The new policy for oil and gas would apply to contracts that predate the New Exploration Licensing Policy of 1999. This includes Cairn India which has a 25-year contract for RJ-ON-90/1that expires in May 2020. The contract provides for a mutually-agreed 10-year extension if gas is being produced commercially. Commercial production of gas from the field commenced in 2013.
Cairn India holds a 70% stake in the Rajasthan block while ONGC owns 30%. The contract extension has the potential to add another 250 million barrels of oil equivalent into its reserves.

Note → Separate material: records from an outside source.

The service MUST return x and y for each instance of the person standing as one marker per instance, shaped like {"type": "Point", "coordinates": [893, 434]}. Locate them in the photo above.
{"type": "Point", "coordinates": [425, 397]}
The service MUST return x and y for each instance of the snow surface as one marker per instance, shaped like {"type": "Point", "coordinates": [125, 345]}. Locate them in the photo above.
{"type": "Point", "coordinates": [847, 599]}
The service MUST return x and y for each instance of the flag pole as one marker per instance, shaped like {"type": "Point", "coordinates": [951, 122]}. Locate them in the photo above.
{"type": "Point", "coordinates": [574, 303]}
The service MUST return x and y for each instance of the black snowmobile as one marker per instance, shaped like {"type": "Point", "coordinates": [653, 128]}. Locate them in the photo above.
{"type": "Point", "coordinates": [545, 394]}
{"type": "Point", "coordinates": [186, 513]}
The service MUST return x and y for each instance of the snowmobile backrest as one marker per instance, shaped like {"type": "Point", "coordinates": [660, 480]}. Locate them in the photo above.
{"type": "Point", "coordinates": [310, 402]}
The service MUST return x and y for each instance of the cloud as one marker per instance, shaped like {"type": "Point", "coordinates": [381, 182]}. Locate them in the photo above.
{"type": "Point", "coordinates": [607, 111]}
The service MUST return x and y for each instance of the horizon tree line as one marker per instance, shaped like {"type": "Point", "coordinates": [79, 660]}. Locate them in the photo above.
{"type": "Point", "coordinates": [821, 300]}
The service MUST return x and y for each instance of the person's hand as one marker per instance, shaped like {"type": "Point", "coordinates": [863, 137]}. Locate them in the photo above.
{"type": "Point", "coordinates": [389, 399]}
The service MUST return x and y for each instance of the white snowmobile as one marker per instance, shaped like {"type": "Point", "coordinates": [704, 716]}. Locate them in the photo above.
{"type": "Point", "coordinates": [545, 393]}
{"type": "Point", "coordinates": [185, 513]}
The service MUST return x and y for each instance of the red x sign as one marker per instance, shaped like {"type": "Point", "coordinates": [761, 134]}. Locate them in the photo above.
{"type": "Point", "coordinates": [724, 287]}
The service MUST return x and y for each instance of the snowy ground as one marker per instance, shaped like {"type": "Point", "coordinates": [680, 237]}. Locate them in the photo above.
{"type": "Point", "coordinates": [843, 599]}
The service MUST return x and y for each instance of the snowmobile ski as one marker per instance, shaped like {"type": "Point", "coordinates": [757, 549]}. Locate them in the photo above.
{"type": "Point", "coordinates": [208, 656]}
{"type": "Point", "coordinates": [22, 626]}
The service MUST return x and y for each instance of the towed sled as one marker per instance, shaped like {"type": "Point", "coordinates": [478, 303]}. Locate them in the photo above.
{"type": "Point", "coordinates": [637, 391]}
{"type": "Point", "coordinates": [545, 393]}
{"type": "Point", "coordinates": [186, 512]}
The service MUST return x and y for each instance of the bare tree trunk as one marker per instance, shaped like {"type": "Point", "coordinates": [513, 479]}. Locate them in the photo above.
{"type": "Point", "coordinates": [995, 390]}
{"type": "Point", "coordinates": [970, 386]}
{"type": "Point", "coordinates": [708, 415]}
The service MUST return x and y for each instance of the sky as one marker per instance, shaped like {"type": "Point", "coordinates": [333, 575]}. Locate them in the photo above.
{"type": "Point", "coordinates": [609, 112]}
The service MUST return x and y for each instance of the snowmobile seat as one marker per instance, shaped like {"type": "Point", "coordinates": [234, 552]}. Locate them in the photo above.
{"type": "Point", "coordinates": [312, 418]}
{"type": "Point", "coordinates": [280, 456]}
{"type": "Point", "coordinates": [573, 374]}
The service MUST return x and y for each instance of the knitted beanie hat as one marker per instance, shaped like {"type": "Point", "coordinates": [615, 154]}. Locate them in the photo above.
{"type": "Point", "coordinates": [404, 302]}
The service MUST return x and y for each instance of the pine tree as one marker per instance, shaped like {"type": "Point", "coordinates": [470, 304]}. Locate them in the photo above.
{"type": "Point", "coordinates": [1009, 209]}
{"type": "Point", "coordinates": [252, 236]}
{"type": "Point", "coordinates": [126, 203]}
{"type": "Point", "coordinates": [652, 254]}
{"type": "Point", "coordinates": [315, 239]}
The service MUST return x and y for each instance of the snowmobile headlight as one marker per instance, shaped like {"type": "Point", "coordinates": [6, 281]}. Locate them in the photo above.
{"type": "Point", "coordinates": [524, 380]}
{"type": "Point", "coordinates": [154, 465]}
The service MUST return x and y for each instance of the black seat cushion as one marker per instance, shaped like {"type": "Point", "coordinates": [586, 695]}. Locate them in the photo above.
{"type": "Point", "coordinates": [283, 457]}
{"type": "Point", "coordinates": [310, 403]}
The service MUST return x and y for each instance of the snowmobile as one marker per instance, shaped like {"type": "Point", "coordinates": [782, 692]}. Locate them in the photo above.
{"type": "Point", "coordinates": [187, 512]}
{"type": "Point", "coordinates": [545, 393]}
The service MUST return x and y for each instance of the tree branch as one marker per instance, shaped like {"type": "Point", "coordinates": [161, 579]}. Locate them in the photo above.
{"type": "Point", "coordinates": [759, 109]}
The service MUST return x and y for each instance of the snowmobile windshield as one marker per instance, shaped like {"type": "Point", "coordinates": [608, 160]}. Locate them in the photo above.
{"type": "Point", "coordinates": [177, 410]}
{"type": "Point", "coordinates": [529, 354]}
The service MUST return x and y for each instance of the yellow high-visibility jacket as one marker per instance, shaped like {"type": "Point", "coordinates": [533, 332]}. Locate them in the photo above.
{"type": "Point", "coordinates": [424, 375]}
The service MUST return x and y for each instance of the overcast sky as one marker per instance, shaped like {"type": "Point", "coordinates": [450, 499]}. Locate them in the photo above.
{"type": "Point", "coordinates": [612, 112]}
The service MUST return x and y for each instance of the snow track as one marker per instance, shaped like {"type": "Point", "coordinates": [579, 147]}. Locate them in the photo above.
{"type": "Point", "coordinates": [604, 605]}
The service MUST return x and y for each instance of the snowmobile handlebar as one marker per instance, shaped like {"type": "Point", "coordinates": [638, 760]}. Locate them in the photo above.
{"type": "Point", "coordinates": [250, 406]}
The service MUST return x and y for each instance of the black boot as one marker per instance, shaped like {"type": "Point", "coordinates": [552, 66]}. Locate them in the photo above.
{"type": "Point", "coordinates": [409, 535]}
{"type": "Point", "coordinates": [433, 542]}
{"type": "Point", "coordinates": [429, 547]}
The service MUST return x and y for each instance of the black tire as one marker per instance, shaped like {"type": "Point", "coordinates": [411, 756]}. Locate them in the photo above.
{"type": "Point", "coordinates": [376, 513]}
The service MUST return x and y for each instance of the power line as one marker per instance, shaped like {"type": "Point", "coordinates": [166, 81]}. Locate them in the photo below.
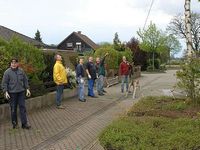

The company had earlier approached the Delhi High Court seeking its intervention for an early decision on the extension of the PSC. The court has asked the government to come up with a decision soon.
The policy also brings out detailed guidelines regarding grant of extension, criteria for evaluation of request, time-frame for consideration of request and the duration of extension.
“This policy will enable the contractors to extract not only the remaining reserves but also plan to extract additional reserves by implementing new technologies.
In certain fields, additional recovery of hydrocarbons can be obtained through Enhanced Oil Recovery or Improved Oil Recovery (EOR/IOR) Projects and as such the production would extend beyond the current duration of PSC,” the official statement read.
Oil and gas blocks allotted in the pre-NELP regime produced around 55 million barrel of oil and 965 million standard cubic meter (mmscm) of natural gas in the current financial year between April 2016 and February 2017.
The Union Cabinet also approved amendment of the customs and excise laws to facilitate implementation of the goods and services tax (GST).
The amendments to the National Bank for Agriculture and Rural Development Act, 1981 cleared by the Cabinet would increase its authorised capital to Rs 30,000 crore from existing Rs 5,000 crore.
The amendment will also allow the government to further increase the capital in consultation with Reserve Bank of India, whenever required. The RBI will also transfer its 0.4% equity in NABARD to the central government.